Un policier de l’ICE inculpé pour mensonge sur des tirs à un immigré
Les événements récents à Minneapolis soulèvent des questions délicates concernant les actions des agents fédéraux. Christian Castro, un agent de l’ICE âgé de 52 ans, a été inculpé au niveau fédéral pour avoir fourni de fausses déclarations lors d’une intervention qui a eu lieu le 14 janvier. Déjà suspendu de ses fonctions, Castro fait également face à des accusations d’agression et de faux témoignage dans le Minnesota.

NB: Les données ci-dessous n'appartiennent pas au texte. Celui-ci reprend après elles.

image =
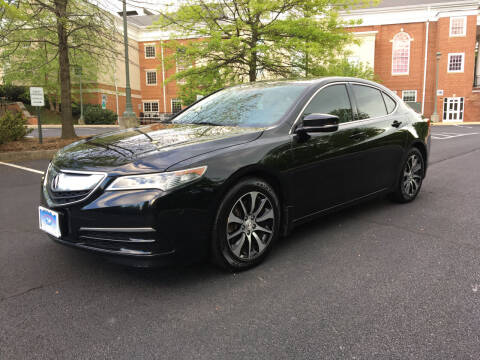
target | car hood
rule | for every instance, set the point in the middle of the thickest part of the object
(150, 148)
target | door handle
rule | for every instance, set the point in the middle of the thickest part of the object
(396, 123)
(357, 135)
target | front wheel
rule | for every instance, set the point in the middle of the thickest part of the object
(246, 226)
(411, 177)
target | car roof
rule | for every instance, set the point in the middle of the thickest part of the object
(320, 81)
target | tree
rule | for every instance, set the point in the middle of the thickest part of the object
(48, 31)
(248, 40)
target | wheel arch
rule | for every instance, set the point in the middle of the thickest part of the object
(423, 150)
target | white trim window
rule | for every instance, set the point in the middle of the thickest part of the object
(150, 106)
(453, 108)
(401, 54)
(456, 62)
(181, 64)
(176, 105)
(150, 51)
(151, 77)
(409, 95)
(458, 26)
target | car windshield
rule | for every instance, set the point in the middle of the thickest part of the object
(253, 105)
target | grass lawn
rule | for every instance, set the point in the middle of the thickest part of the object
(28, 144)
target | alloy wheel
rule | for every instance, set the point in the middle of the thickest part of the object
(412, 175)
(250, 225)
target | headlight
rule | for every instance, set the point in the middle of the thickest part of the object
(163, 181)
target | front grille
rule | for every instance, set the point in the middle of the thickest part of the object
(64, 197)
(65, 186)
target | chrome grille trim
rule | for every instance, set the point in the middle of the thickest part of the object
(147, 229)
(84, 196)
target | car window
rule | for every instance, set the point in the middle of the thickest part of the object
(389, 102)
(332, 100)
(249, 105)
(370, 102)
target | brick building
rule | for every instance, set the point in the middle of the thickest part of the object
(408, 35)
(398, 38)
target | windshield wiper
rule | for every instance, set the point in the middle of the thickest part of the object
(207, 123)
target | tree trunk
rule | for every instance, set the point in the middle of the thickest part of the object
(252, 64)
(57, 103)
(68, 130)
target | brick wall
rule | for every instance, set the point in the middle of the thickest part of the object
(453, 84)
(155, 92)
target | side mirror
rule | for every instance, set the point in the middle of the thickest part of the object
(313, 123)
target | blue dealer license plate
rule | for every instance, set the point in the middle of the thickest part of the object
(48, 220)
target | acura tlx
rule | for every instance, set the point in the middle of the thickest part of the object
(234, 171)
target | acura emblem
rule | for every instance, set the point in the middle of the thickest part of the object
(55, 182)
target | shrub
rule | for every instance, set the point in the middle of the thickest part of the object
(94, 114)
(12, 127)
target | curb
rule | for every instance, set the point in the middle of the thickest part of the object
(10, 156)
(456, 123)
(55, 126)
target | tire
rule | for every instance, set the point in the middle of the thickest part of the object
(242, 238)
(409, 182)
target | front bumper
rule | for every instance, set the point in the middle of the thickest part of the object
(138, 227)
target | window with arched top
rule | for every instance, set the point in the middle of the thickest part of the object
(401, 54)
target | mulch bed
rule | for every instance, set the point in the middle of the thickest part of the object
(32, 144)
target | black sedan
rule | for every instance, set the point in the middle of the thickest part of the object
(234, 171)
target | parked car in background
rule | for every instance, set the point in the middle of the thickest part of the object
(234, 171)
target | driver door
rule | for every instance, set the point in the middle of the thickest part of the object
(327, 165)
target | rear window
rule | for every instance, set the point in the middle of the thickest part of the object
(389, 102)
(370, 102)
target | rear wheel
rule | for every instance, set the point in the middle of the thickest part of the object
(247, 225)
(411, 177)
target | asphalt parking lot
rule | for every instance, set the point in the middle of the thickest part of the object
(377, 281)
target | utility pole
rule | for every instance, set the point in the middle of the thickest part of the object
(435, 117)
(128, 119)
(78, 71)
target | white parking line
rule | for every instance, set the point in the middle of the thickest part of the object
(444, 136)
(22, 168)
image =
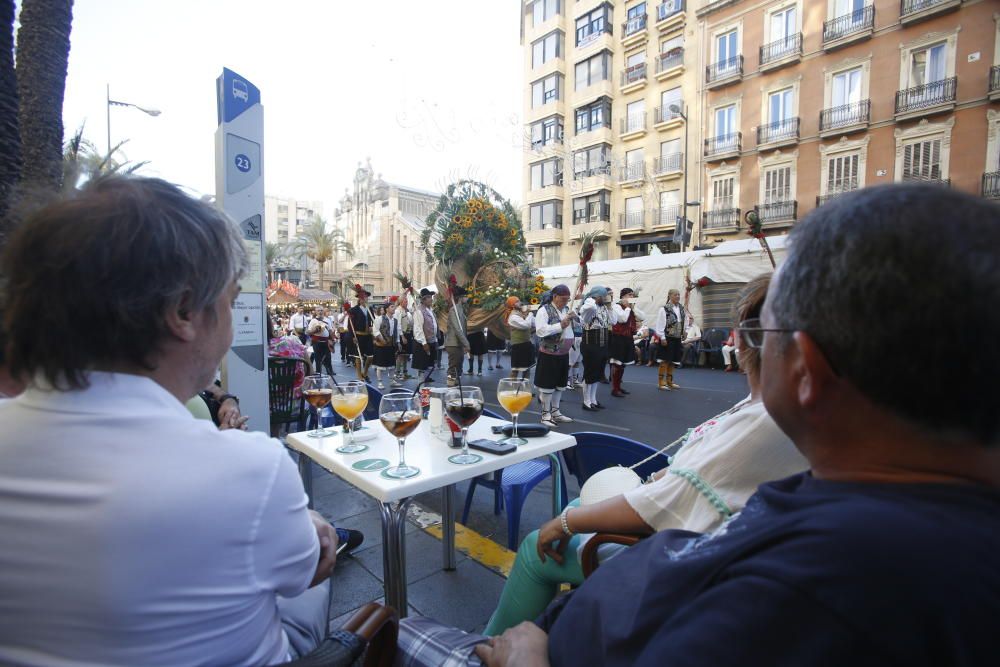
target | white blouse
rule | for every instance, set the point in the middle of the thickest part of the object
(734, 454)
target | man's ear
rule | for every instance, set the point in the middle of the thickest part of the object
(816, 377)
(179, 319)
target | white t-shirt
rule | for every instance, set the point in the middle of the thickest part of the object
(134, 534)
(734, 454)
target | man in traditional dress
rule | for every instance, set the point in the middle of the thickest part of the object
(554, 326)
(361, 325)
(623, 329)
(670, 330)
(594, 345)
(425, 348)
(456, 343)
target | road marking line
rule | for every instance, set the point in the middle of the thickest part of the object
(481, 549)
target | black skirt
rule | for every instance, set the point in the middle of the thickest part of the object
(595, 356)
(552, 371)
(385, 357)
(522, 356)
(670, 352)
(495, 343)
(477, 343)
(622, 350)
(423, 360)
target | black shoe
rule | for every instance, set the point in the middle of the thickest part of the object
(353, 538)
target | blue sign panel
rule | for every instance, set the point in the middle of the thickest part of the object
(235, 95)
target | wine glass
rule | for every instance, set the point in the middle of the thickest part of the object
(514, 395)
(318, 390)
(349, 400)
(464, 405)
(399, 413)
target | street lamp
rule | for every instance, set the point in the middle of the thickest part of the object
(118, 103)
(676, 109)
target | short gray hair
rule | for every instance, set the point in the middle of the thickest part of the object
(104, 267)
(889, 271)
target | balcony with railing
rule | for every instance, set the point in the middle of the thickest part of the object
(845, 118)
(670, 14)
(723, 146)
(926, 99)
(634, 30)
(633, 78)
(911, 11)
(544, 232)
(991, 185)
(632, 173)
(632, 222)
(833, 194)
(666, 216)
(849, 28)
(778, 212)
(781, 52)
(724, 72)
(633, 124)
(778, 133)
(670, 64)
(722, 218)
(664, 118)
(666, 166)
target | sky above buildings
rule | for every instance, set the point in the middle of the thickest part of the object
(431, 91)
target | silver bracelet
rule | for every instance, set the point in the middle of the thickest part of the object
(564, 523)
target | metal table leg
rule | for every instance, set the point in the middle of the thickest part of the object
(305, 472)
(556, 483)
(448, 525)
(394, 553)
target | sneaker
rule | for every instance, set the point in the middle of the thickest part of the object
(353, 539)
(560, 418)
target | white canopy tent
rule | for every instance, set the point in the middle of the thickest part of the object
(653, 275)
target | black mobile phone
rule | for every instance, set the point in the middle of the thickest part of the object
(492, 446)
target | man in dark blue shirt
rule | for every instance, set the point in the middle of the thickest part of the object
(885, 553)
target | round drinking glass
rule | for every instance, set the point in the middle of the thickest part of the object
(464, 405)
(318, 390)
(349, 400)
(515, 396)
(399, 413)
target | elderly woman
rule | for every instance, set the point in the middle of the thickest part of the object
(716, 470)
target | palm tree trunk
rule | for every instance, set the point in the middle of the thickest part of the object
(10, 135)
(42, 61)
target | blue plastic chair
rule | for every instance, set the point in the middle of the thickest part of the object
(596, 451)
(511, 486)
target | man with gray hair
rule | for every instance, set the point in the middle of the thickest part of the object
(143, 536)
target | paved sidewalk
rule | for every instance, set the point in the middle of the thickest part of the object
(466, 597)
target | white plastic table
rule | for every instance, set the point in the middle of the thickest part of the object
(395, 495)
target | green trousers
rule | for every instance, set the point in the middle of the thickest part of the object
(532, 584)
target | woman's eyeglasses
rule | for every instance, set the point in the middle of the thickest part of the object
(752, 334)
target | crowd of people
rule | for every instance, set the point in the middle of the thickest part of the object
(847, 512)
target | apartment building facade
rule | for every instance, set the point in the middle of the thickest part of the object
(608, 86)
(807, 99)
(383, 222)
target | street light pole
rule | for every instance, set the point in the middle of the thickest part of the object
(676, 108)
(111, 102)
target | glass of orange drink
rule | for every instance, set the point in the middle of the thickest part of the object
(349, 400)
(515, 396)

Cette inculpation est particulièrement notable dans le contexte de la politique migratoire agressive de l’administration Trump. Bien que l’acte d’accusation fédéral n’ait pas encore été rendu public, plusieurs médias américains rapportent que cette situation a mis les autorités fédérales dans une position délicate.
Les faits de l’incident en question sont troublants. Lors d’une opération ciblant un immigré vénézuélien présumé en situation irrégulière, des agents de l’ICE ont ouvert le feu, blessant un homme à la jambe. Initialement, le ministère de la Sécurité intérieure avait déclaré qu’un agent avait été attaqué avec une pelle à neige et un manche de balai, justifiant ainsi l’usage de son arme. Cependant, des vidéos de surveillance ont contredit cette version des faits, entraînant l’abandon des poursuites contre les deux migrants vénézuéliens impliqués.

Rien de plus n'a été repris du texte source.